When I first signed up for training sessions my stated goal was to just be able to walk on stage and look good in a bikini.   I was aiming high, for sure, but not shooting for the stars.

In hindsight I can see how that goal would have naturally made Daniel, my trainer, cringe.  Competitive sports was his world, he helped coach for a while, and being a personal trainer at 24 Hour Fitness was his first time working with “normal” people.  (His word, not mine.)

Well he had quite an introduction to “normal” people when he met me.  I cheated on my diet constantly.  I skipped on the cardio if I thought he wouldn’t notice.  My form was completely wrong at least half the time (but that wasn’t on purpose.)

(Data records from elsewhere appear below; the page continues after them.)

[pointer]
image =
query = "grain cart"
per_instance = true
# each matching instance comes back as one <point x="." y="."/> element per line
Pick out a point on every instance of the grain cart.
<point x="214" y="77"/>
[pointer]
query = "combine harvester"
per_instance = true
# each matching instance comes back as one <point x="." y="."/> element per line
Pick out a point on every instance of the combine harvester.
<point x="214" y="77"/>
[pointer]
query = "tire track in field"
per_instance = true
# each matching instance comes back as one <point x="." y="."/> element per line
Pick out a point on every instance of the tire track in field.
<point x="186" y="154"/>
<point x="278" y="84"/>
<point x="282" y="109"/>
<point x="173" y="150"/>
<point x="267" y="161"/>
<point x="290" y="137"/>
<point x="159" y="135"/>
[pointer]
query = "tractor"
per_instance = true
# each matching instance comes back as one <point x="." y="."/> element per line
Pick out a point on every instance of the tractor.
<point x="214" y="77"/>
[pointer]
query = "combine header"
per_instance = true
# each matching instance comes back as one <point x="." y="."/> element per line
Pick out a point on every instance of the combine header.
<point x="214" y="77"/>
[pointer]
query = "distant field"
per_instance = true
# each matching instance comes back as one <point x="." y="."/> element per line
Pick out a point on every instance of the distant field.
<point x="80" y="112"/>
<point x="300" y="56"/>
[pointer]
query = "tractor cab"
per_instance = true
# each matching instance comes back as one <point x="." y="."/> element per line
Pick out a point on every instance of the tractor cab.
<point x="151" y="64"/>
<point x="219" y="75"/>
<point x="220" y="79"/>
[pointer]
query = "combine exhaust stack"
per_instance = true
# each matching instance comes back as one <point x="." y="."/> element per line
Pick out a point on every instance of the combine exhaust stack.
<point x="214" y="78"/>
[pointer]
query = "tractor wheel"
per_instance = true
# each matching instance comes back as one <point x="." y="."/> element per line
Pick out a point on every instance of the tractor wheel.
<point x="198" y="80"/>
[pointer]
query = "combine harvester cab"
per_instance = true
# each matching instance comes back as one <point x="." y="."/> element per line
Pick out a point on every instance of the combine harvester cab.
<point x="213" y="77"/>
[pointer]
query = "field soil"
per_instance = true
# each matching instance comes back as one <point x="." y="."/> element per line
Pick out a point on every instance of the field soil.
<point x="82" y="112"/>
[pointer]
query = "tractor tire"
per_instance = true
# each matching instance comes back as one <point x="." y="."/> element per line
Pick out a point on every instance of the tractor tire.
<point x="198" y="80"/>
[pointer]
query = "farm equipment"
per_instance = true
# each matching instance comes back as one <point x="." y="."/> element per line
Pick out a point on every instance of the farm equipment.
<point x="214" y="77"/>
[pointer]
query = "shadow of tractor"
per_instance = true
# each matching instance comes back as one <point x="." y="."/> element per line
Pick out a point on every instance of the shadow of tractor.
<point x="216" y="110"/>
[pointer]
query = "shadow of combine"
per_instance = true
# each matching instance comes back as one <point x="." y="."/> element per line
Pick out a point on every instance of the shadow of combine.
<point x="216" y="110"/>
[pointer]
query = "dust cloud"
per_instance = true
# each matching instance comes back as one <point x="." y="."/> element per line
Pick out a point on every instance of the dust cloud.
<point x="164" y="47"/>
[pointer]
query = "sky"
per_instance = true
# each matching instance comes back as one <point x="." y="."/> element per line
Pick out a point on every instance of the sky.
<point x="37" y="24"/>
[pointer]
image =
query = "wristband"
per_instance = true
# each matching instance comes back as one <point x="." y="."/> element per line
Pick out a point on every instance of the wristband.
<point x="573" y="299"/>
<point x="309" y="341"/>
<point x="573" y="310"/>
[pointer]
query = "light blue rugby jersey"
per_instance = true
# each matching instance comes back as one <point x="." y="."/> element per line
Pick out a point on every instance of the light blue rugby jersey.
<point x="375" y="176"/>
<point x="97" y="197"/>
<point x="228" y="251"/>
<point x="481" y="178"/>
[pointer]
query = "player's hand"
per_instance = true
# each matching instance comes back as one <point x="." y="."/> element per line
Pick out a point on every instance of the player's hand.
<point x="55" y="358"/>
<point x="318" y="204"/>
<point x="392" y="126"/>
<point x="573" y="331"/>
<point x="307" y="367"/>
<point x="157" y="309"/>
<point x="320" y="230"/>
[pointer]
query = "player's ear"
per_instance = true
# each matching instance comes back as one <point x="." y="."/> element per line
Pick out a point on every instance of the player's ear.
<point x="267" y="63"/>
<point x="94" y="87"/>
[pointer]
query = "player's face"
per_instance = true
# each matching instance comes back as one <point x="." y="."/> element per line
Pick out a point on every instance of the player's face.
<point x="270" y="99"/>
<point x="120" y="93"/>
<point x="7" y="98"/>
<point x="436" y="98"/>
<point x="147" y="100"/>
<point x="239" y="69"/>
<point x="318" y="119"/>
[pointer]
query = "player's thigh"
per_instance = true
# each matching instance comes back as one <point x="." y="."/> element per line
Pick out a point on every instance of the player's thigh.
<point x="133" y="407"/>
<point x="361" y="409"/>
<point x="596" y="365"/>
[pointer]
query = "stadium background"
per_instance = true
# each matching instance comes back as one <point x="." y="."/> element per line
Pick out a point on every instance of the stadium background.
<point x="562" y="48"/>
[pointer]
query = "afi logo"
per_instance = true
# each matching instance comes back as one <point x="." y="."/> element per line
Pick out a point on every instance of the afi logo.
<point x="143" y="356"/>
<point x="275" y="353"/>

I gave myself a free pass for these things because, well, it’s not like I was going to win anything right?

So he pulled a Jedi Knight trick on me and told me he thought I could place if I just tried harder.  (You can see the whole conversation here:  Train to Win.)  Well having not come from a sports background and knowing exactly NOTHING about bodybuilding, I took him literally and thought I had a shot at winning my first time out.

“I want to win,” I told him a few days later.

“That’s great!  The pep talk worked!”  Pep talk?  That was just a pep talk?   “You have to train to win.  That’s the only way to do it.”  Then seeing the one-track must-win mentality begin to wash over me, he quickly tempered his statement.  “Whether you actually win is another story.”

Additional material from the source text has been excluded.